Sitting with a 30ml RY4 and cant vape it! Sommer wanna vommit just thinking of it! 

And I swear their vannilla has more sugar in than 2x 2 liter Cokes!

Sent from my GT-S5300 using Tapatalk 2

Reactions: Funny 1


----------



## Riaz (20/2/14)

i once bought vanilla as well. 

i did not finish it and its been almost 8 months

tasted baaaaad

Reactions: Funny 1


----------



## Derick (20/2/14)

Lot of people don't like it, but they revamped a bit lately - new "high end" range (forget what they call it, Gold or something) and I have read a couple of positive reviews here and there

EDIT: Found it, they call it 'Premium' http://www.hkhangsen.com/products-6.html


----------



## hyphen (20/2/14)

Yeh , sitting with a full bottle of Ry4 and some chocolate thing , that were terrible .
That being said , their Cola is the best one I've tried so far and go thru loads of it .

Reactions: Informative 1


----------



## Rowan Francis (20/2/14)

hyphen said:


> Yeh , sitting with a full bottle of Ry4 and some chocolate thing , that were terrible .
> That being said , their Cola is the best one I've tried so far and go thru loads of it .



would like to try some of that cola .. "hint"


----------



## hyphen (20/2/14)

Rowan Francis said:


> would like to try some of that cola .. "hint"
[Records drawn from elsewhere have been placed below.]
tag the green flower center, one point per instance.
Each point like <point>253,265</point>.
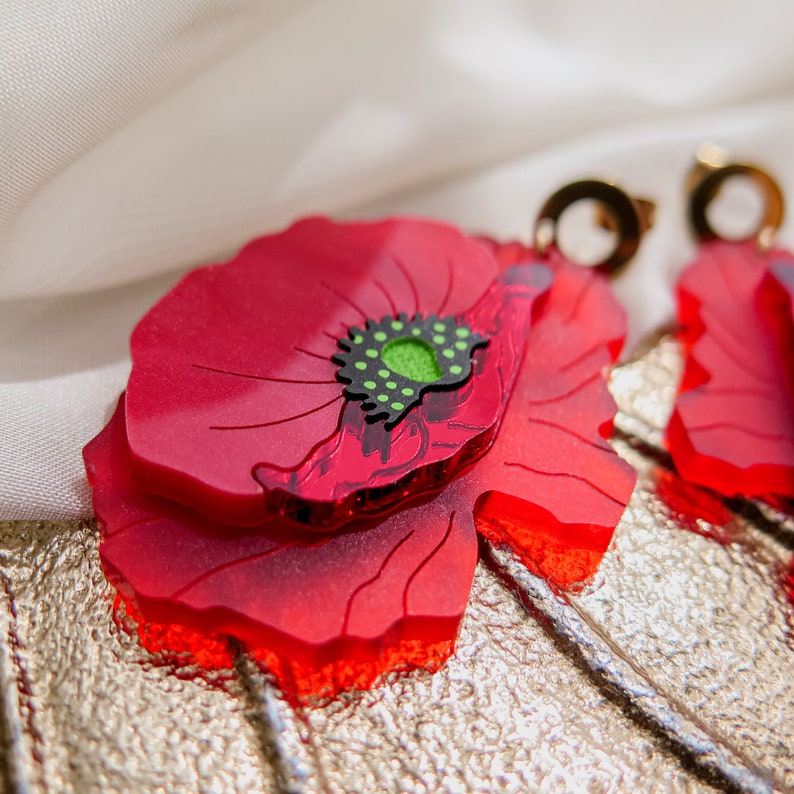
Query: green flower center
<point>412,358</point>
<point>390,364</point>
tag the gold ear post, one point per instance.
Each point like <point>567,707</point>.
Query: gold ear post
<point>629,218</point>
<point>704,182</point>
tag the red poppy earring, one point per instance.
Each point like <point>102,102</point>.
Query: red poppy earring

ha ! I actually just ran out , I normally get it from Vapeafrica


----------



## Gazzacpt (20/2/14)

Two of my buddies love the stuff. I just can't deal. It was their RY4 that put me off tobacco's for a long time.


----------



## Gizmo (20/2/14)

I haven't tried there juices at all. Seems like I dodged a bullet

Sent from my SM-N9005 using Tapatalk

Reactions: Funny 1


----------



## CraftyZA (21/2/14)

I quite liked their ry4 and ry1. As a matter of fact... Gonna mix up another 50ml now of ry4.
Their cherry was one of the worst juices I have tried.


----------



## BhavZ (21/2/14)

Gizmo said:


> I haven't tried there juices at all. Seems like I dodged a bullet
> 
> Sent from my SM-N9005 using Tapatalk


My sentiments exactly


----------